From Lee's Desk, February, 2016

It’s Missouri’s Hunting Heritage

When we speak about the Missouri Hunting Heritage Federation people will sometimes say, “no one in my family hunts or ever has. There is no hunting tradition in my family. How can I be a part of something that has never existed for me?” 

Personally, my father was raised on Long Island, New York. He knew very little of country life. My mother grew up in Washington. Kansas. I remember my grandmother enjoyed fishing. My mother spoke of her father and uncles hunting for quail when she was very young but those hunting traditions were not passed down. 

The hunting heritage of which we speak is not in reference to the heritage of particular families, any ethnicity, social class, income level, or religion. It is in reference to the hunting experience which has occurred here, in Missouri, for thousands of years.

Today, most of us live in the city or suburbs. We know from our hunter education class that only about 5% of the population hunts. The last time people hunted for subsistence was during the Great Depression of the 1930’s when unemployment was staggering, crops failed and people often had to hunt to feed their families. Two hundred years ago the vast majority of Missourians lived in the country. They grew up farming, hunting and fishing. Before Missouri was granted statehood in 1821, the people who migrated from the eastern US and settled in Missouri hunted.  The land that became the state of Missouri was part of the Louisiana territory, purchased from France in 1803. Trappers and frontiersmen hunted here.

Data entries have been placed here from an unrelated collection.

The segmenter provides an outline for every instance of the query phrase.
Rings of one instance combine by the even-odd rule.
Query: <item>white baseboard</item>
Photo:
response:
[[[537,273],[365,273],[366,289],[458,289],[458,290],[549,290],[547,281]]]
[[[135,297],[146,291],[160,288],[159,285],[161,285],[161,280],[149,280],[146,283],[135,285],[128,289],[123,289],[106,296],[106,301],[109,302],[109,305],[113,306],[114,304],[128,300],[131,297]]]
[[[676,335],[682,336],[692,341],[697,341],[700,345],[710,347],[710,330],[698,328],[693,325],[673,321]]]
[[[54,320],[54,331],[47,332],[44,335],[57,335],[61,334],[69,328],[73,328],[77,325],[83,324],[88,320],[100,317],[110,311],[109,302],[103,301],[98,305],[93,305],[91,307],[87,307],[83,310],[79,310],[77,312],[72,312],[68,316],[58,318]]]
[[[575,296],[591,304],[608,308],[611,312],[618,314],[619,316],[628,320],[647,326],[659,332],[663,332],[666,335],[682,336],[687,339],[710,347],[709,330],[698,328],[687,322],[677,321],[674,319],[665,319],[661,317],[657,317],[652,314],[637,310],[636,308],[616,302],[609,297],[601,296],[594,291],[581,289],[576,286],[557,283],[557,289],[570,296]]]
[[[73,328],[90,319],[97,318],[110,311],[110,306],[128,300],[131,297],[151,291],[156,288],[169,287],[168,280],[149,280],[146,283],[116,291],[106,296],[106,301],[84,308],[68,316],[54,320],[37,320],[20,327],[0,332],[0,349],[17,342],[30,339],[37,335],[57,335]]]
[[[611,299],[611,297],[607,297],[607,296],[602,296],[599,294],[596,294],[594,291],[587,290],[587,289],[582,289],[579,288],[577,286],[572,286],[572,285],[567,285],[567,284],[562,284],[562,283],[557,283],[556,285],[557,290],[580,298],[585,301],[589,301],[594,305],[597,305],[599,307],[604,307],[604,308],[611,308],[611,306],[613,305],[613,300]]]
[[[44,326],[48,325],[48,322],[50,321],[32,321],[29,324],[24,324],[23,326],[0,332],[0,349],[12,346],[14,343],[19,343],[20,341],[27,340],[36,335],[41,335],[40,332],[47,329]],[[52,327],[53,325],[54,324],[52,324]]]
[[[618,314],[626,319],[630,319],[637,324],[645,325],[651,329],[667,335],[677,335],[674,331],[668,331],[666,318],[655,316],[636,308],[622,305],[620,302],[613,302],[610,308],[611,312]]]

The Illinois, the Missouria and the Osage Indians (and others) hunted here hundreds of years before the first European settlers. There are petroglyphs near Kirksville that date back 1,500 years. A park in Riverside (just north of the Kansas City downtown airport) marks a place where Indians lived 7000 years ago.  At Graham State park (25 miles East of Kingdom City) there is cave that was inhabited more than 10,000 years ago. All of these people who passed through or lived on the land that makes up present day Missouri hunted.

When we go to the woods in the Spring, trying to call in a turkey to harvest and consume, we are living an experience that has occurred here for thousands of years. In the Fall, when we hide in a tree near a path where we know deer will walk in the hope of enjoying venison for dinner we are participating in a practice many, many generations of Missourians have known.  Much changes over time but the sights, smells, sensations, the emotions we associate with hunting in the wild are the same today as they have always been. We are not only hunting but we are in very fundamental ways connecting with people of the past through this pursuit. And that is Missouri’s hunting heritage, one we can all enjoy!